The potential technical concerns in interpreting results from network approach

In silico established transcriptional regulatory network, which can be built via a series of unbiased analyses using appropriate algorithms, enables us in dissecting complex disease biology. Here, a few technical concerns are concluded based on our experience in using in silico built transcriptional regulatory network constructed mainly by CID in a clinical breast cancer model system. Most of them may be from the shortcomings of high throughput biology and the heterogeneity of disease. But, only a few are from network approach.

1. When one only measures the association between or among continuous variables using hierarchical clustering for subgrouping, a few results are not similar to subgrouping via expression levels in dichotomous or multichotomous categories (e.g.s immunohistochemical staining), which is more relevant to clinical status. For instance, the bivariate CID measurement for ESR1_TF_x-target may provide the result to be less relevant than that for ERα_TFx-target. ESR1/TF_x mRNA ratio may not truly reflect protein ratio for ERα/TF_x because Jarzabek et al.³¹ concluded that the gene expression of ESR1 at mRNA and protein levels are not in a linear relationship in breast cancer due to post-transcriptional or post-translational mechanisms. In some cases, ERα is more dysregulated in breast cancer. But, the TF of interest may be more tightly regulated in breast cancer. As such, more supporting experiments will be performed to validate prediction from network approach.

2. This network architecture is highly dependent on the content of a given population. When dealing with heterogeneous disease like cancer, this network approach may conclude the functional relevant phenotype(s) to be significant and to be reproducible only if the population has been well selected.

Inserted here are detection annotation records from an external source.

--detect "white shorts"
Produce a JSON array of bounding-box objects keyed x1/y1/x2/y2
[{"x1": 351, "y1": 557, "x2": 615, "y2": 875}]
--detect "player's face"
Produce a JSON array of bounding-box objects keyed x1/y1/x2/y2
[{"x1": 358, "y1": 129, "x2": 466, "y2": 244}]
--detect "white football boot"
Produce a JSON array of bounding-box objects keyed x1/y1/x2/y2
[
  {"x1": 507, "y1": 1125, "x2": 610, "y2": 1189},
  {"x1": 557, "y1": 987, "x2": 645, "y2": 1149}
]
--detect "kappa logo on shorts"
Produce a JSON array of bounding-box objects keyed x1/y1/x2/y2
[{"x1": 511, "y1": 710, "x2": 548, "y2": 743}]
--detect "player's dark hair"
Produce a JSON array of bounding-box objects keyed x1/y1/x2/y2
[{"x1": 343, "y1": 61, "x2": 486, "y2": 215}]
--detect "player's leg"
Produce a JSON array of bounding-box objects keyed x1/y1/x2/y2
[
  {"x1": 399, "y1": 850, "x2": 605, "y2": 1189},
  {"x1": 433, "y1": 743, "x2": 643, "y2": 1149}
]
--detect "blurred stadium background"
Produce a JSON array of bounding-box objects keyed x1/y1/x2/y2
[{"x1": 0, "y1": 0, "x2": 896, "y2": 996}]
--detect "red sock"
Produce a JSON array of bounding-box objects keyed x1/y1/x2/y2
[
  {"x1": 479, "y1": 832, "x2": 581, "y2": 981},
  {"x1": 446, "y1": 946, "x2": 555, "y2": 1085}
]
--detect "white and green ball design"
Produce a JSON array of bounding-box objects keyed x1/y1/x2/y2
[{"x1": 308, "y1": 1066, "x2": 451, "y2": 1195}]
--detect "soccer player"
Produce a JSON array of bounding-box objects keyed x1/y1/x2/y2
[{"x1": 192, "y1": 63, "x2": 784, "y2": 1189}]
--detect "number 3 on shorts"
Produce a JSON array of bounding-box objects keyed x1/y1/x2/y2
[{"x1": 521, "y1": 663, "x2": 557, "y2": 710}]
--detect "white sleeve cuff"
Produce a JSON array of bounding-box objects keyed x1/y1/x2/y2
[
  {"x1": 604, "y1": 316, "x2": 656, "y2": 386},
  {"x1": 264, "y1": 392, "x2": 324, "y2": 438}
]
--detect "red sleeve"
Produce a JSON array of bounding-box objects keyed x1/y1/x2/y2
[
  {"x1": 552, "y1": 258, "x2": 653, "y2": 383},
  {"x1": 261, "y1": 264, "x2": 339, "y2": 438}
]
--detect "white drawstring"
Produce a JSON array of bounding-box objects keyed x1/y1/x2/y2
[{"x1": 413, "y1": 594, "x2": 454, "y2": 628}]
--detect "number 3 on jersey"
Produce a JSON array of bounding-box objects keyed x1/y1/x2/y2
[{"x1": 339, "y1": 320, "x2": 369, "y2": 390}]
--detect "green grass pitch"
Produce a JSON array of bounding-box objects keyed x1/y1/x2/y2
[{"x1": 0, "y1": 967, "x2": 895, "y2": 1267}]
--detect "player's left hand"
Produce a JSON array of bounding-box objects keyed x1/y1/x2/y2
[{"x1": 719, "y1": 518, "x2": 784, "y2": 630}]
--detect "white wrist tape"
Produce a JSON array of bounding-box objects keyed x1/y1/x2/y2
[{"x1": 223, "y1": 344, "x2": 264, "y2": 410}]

3. A small bias in P value determination between two different runs for the same experiment can not be avoided. This is due to random sampling during 1,000 times simulations per experiment may alter the chance of a few probes to be recruited as the significant ones.

4. The limitation in sampling options for clinical samples (a sample per patient and this sample is a portion of tumor tissue not a whole one) may reduce the accuracy of prediction. For instance, we have considered the sample source as well as the tumor proportion among samples to be different when our samples for groups IE and IIE breast cancers are compared to the samples described by Oh et al.¹

5. More than one gene products—transcription variants are differentially co-regulated by two transcription factors of interest. For example, the bivariate network approach predicts tumor angiogenesis activities for five patients shown in Figure 8. One patient (array ID 5349) has low mRNA levels for both PDGFRB(4503) and VEGFA(15367) but showing visible vascularity on the sonogram. For this patient, we found an elevated mRNA expression of another variant— VEGFA(1135) but is only predicted to be regulated by promoter use pathways—EE1 and EG not EESRRA in group IIE that may explain the positive result shown on angiosonogram of array 5349, in part. However, we still need to confirm expression status of PDGFRB for this patient in our future experiment.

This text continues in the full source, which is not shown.